Все наши беды, между прочим, от того, что добра мы не помним. Например, что получили за эту Победу те, кто воевал, кому они в результате нужны? Лет семь или 10 назад по телевизору сюжеты, снятые в России и Германии, показали: лежит старый наш фронтовик, без ног, в каком-то углу закопченном, рядом страшные, уродливые протезы валяются (кто только их сделал?), и потом — Мюнхен, уютный домик, клумбы с цветами, дорожки песочные... По одной из них к своему «мерседесу» старичок бодро шагает — бывший солдат вермахта: в жизни не скажешь, что обеих ног у него нет! Так кто победил, спрашивается, мы или они? Или наш товарищ Сталин и все последующие товарищи и господа, которым абсолютно наплевать на то, что кто-то здоровье на войне потерял, чтобы они разъезжали сейчас в дорогих машинах и часы за сотни тысяч долларов себе выбирали?

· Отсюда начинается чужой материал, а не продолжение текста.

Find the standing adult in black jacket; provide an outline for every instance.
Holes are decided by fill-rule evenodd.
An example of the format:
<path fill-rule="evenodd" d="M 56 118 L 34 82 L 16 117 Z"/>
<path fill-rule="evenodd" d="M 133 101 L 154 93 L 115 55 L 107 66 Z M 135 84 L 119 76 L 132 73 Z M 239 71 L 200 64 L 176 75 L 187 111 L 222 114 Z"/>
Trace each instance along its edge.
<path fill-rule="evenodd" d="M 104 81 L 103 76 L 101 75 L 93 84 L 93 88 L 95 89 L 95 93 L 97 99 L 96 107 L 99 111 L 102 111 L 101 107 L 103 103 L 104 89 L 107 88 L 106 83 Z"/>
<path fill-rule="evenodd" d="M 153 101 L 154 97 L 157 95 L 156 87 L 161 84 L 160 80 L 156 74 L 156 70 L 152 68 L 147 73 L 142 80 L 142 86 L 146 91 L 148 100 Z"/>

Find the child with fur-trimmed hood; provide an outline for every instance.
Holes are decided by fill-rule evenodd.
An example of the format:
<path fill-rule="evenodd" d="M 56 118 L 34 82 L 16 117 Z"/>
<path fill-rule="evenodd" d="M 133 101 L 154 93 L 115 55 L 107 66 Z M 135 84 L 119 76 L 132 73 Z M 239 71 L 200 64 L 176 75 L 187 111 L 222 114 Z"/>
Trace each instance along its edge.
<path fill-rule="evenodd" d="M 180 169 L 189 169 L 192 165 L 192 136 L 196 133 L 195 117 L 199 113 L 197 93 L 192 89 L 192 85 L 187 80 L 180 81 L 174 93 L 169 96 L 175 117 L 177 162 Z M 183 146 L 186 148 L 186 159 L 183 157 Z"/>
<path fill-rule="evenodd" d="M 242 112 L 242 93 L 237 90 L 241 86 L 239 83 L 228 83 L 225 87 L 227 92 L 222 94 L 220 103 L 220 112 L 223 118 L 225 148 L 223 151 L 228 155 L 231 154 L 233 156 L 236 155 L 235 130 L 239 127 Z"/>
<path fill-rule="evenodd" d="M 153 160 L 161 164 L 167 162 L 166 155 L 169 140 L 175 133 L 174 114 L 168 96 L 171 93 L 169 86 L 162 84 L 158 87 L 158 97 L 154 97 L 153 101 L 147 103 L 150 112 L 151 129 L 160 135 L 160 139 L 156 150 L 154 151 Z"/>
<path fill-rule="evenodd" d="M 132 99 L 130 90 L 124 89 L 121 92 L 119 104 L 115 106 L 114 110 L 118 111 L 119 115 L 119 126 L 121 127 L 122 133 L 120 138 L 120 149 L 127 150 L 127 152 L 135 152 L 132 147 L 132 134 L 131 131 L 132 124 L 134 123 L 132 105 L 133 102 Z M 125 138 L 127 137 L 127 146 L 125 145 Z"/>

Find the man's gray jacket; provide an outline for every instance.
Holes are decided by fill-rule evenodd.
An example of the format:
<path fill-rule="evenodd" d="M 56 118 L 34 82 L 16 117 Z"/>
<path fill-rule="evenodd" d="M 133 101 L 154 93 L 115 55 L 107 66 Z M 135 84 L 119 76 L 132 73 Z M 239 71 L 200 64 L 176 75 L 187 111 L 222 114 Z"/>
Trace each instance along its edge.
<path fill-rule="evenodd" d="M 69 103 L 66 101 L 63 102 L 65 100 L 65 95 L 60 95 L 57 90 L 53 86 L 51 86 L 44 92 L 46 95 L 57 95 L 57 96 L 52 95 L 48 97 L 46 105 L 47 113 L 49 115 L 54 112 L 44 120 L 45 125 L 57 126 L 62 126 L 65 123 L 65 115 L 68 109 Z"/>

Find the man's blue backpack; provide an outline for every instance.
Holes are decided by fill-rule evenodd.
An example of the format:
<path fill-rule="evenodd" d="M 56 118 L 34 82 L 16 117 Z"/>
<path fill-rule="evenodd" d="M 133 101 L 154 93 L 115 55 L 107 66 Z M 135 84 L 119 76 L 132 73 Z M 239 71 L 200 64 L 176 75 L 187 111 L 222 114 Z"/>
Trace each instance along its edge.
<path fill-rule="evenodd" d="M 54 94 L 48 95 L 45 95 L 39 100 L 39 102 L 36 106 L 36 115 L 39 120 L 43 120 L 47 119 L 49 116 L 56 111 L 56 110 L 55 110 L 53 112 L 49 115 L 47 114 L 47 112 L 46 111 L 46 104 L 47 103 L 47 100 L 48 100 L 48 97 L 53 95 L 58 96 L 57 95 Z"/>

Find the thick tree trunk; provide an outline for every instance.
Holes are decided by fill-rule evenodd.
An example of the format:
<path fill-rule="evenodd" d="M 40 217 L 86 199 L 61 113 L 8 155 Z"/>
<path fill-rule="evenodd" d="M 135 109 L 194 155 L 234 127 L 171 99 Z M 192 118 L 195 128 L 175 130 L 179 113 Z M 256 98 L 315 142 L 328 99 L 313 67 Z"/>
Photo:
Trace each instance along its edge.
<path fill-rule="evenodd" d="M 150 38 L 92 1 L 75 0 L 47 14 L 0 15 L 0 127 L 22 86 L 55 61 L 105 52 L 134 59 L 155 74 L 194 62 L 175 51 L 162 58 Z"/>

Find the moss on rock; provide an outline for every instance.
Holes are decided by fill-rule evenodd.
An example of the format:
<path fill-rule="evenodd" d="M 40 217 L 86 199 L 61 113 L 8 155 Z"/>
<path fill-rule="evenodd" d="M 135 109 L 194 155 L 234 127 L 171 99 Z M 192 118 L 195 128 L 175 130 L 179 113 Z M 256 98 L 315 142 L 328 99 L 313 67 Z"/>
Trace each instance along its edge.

Нас, оборванцев, голодных, вшивых, сирых и убогих, в военные годы в республиках Средней Азии приютили. Узбеки, казахи, таджики пускали эвакуированных под крыши своих домов, последней лепешкой с ними делились, а теперь в Москве их детей и внуков за людей не считают, да и в Киеве, я уверен, едва завидев, брезгливо фыркают и этим унизительным словом «гастарбайтеры» обзывают. А почему бы русским — я спрашиваю — с «гастарбайтерами» за помощь эвакуированным не рассчитаться, компенсацию не выплатить — из нефтяных денег? Неужели они на нас тогда не потратились, или кто-то считает, что подметать улицы и штукатурить стены — единственное, на что «гастарбайтеры» эти годятся? Если так, то мы, победители, ничуть не лучше нацистов, деливших нации на высшие и низшие, — достойные дети отца народов, как ни крути...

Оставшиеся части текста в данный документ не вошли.